Keurig Green Mountain, Inc. (GMCR), the Vermont-based coffee maker’s all set to announce its second quarter earnings on August 6. Pushed by the strong revenue and earnings growth, the company’s last earnings score sheet has displayed impressive figures. However, increasing commodity prices have been hurting Keurig’s profit margin in the recent times, a trend that’s likely to continue. Let’s delve deeper to find out what kind of performance we can expect this time.
Revenue Stands a Good Chance of Going Up
Analysts expect Keurig’s revenue to go up in the quarter, from $967.07 million in the year-earlier period to $1.05 billion. The analysts’ predicted growth rate of 8.90%, higher than their full-year estimate of 7.80% indicates that Keurig is on the right track.
Keurig Coffee Cup, Source: www.flickr.com
Though the company has surprised the Street for the last eight quarters, margins could go down in the present quarter owing to coffee price hikes. Price of Arabica coffee beans skyrocketed in April due to its taut supply from drought and flood-plagued Brazil. The trend is likely to continue as the weather office forecasts unfavorable weather conditions in the southern region of Brazil. Spiraling demand for finest quality coffee beans is also likely to push up prices. Archrival Starbucks Corporation (SBUX), whose revenues depend big time on coffee, is reported to undergo a similar challenge.
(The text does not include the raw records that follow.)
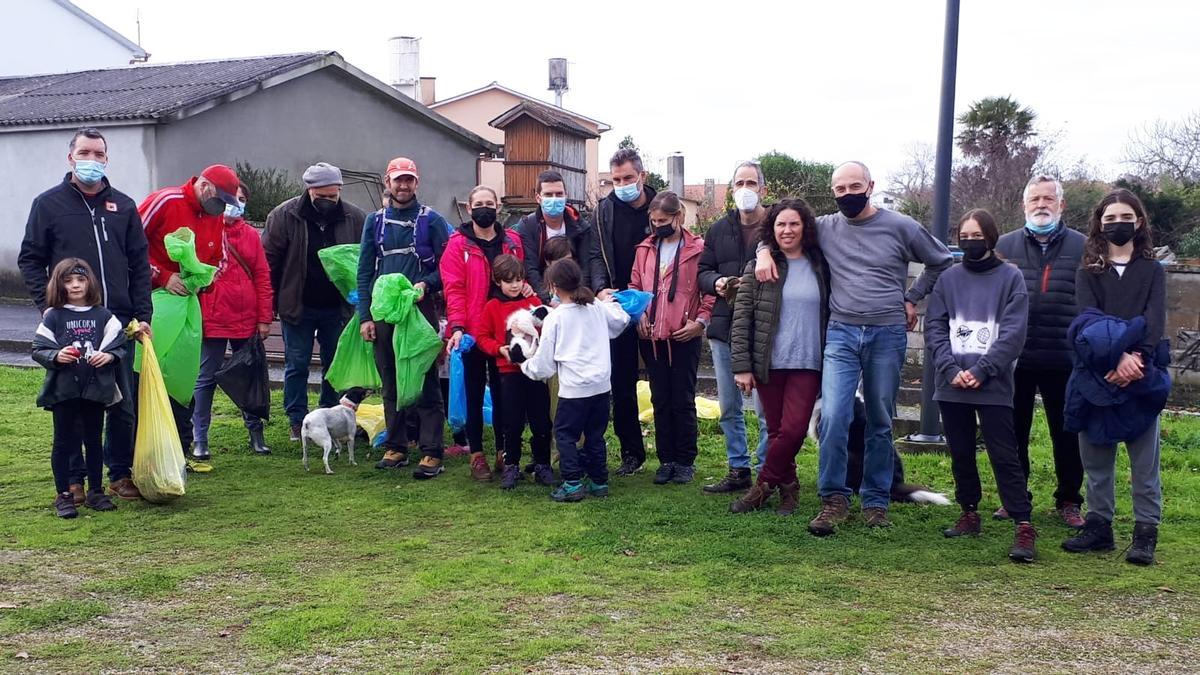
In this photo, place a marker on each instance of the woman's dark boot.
(789, 499)
(753, 500)
(1145, 538)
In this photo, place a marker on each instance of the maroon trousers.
(787, 401)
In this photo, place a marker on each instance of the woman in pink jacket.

Recent Alliances Could Help in Revenue Growth
Keurig Green Mountain, Inc. has partnered with several popular brands in the recent past which could help sustain its demand in the market. This gave the company a huge push, and helped yield a year-to-date return of 67.8%.
In late June, the company joined hands with Nestle USA in order to popularize K-Cups. K-Cups, a Keurig Green Mountain, Inc. product, are used for serving the company’s hot beverages. As a result of the multi-year deal, Coffee-mate coffee and creamer from the house of Nestle will come in K-cups for use on Keurig brewers. Partnership with the popular brand could aid in Keurig’s further revenue growth.
Keurig has also come together with the well-liked restaurant chain Subway, so that 30,000 Subway eateries across the US will station the K150 brewer series from Keurig Green Mountain, Inc. Moreover, Keurig’s alliance with Italian brewer Luigi Lavazza Spa is also expected to rake in more revenues for the company.
The coffee brewing company’s all set to enter cold beverage and soda business with the release of the Keurig Cold Machine. It’s also partnered with The Coca Cola Co. (KO) for ten years to improve its brand value, by branding Keurig cold beverage systems with the Coca-Cola logo.
Earnings Expected to Get Even Better
Despite rising prices of coffee beans, profit margins for Keurig are expected to climb. According to the average analyst expectation, earnings could be $0.88 a share as against $0.82 per share in the corresponding period last year. Though the change is not phenomenal, it still comes as heartening news in the wake of escalating commodity prices.
Analysts expect its full-year earnings to clock at $3.78 per share, which seems to be an attainable goal given the way in which the company is moving ahead.
Putting Pieces Together
Growing demand for top quality coffee is a driving factor for Keurig, which in turn affects its earnings positively. Analysts are hopeful about the company’s impending earnings result. Let’s hope for a good show.